Colombia’s Prosecutor General’s Office opened up two new criminal investigations into irregularities in the provision of medical care and mismanagement of funds administrated by the government agency Fosyga, W Radio announced Wednesday.
The prosecutor general and the National Police have begun an investigation into the legal representatives, partners and other employees from 15 healthcare providers (IPS).
The hospital and doctor’s office employees allegedly received money from Fosyga for medical services that were never provided to patients.
According to preliminary investigators, these irregular IPS institutions, known as “paper companies,” have been operating since 2004.

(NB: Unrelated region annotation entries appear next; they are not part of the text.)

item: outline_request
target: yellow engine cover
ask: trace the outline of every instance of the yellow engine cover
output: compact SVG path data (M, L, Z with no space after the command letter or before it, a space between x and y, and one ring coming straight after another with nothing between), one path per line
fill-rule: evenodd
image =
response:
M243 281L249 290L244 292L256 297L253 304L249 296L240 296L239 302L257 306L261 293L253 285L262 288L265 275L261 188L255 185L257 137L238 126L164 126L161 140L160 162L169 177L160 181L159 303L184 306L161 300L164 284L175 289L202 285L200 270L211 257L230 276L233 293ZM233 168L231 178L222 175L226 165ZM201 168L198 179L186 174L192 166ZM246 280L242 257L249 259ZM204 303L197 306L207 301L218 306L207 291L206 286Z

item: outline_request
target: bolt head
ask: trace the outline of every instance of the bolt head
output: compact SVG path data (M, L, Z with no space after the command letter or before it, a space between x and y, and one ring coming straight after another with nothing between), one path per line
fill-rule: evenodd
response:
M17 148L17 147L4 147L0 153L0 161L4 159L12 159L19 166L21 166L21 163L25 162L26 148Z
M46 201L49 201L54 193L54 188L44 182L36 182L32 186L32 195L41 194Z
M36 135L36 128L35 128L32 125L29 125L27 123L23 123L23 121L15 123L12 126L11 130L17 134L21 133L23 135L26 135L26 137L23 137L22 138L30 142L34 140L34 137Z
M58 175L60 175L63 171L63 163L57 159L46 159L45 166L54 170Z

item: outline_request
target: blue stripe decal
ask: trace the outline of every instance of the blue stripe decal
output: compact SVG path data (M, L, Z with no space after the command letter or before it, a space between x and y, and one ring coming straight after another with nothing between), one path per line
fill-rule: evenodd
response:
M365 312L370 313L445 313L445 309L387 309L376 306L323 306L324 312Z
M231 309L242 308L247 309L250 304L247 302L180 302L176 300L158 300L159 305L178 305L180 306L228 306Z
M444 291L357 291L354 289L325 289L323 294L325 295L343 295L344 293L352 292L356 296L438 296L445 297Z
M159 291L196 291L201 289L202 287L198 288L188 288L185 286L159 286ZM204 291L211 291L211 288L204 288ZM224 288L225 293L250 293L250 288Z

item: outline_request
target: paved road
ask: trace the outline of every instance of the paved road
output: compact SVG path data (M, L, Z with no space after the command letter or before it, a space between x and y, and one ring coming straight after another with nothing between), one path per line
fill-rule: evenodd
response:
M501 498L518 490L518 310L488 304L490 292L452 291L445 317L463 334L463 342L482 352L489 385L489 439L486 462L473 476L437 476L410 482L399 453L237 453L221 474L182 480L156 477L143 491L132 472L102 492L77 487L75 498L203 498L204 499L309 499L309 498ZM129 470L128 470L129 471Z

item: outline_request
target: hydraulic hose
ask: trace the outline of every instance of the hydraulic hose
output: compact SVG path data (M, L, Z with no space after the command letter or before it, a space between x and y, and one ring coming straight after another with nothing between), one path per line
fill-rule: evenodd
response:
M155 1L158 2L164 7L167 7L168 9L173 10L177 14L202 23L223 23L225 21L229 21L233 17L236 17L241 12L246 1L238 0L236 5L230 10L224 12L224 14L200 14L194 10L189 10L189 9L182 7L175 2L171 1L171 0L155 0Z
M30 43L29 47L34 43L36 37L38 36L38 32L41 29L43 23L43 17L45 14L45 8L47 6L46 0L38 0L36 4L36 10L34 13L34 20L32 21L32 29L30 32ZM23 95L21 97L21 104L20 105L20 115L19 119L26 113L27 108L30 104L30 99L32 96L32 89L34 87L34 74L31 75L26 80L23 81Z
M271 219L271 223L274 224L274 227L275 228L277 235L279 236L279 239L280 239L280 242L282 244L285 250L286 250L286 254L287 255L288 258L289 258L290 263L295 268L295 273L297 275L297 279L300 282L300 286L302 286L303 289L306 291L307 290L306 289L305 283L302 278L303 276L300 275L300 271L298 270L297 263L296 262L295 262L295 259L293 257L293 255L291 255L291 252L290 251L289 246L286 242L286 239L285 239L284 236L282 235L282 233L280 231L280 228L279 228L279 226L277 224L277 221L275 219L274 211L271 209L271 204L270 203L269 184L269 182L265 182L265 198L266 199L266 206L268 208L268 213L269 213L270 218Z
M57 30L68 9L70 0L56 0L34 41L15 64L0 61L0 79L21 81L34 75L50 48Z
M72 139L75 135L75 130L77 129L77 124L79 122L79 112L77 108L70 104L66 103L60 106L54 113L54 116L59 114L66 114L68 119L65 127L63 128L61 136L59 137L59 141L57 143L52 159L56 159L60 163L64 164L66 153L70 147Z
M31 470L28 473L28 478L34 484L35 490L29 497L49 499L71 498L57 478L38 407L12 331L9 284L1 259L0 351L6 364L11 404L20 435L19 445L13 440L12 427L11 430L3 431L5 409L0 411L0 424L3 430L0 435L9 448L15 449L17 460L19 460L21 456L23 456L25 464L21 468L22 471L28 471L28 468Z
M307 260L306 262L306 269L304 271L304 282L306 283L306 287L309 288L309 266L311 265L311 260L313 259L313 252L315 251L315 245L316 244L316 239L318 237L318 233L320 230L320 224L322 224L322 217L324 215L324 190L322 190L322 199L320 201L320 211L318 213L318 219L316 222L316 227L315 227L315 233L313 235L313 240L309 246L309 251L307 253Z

In the second investigation, the Prosecutor General’s Office is looking into the alleged criminal activities of a number of health insurance (EPS) companies. These EPS companies reportedly provided healthcare to ineligible recipients.
According to the prosecutor general, the EPS companies illegally collected social security funds for recipients (mostly state employees) already covered by a special healthcare plan. The EPS companies, reportedly aware that the patients were doubly covered, are believed to have embezzled the surplus funds.
Several officials from the various EPS companies, as well as from the Ministry of Social Protection and Fosyga, are already the subject of current investigations.
Payments requests to Fosyga and the Ministry of Social Protection made by five other EPS companies, Salud Colpatria, Coomeva, Ecopsos, Famisanar, and Solsalud, were also found to be fraudulent.
There were multiple cases of “dead people receiving benefits, monumental budget overruns and people successfully petitioning for a health service to be funded, but never receiving the money because it was kept by middlemen,” said Colombia’s President Juan Manuel Santos in May.
Investigators determined that Fosyga reimbursed the EPS payment requests without proper consideration, receipts, or any official letters.
In some cases, payments were supported by claims with names that did not coincide with that of the patient. Other claims were for people who were not even affiliated to that particular EPS and in certain instances the medication authorized did not reach the patient.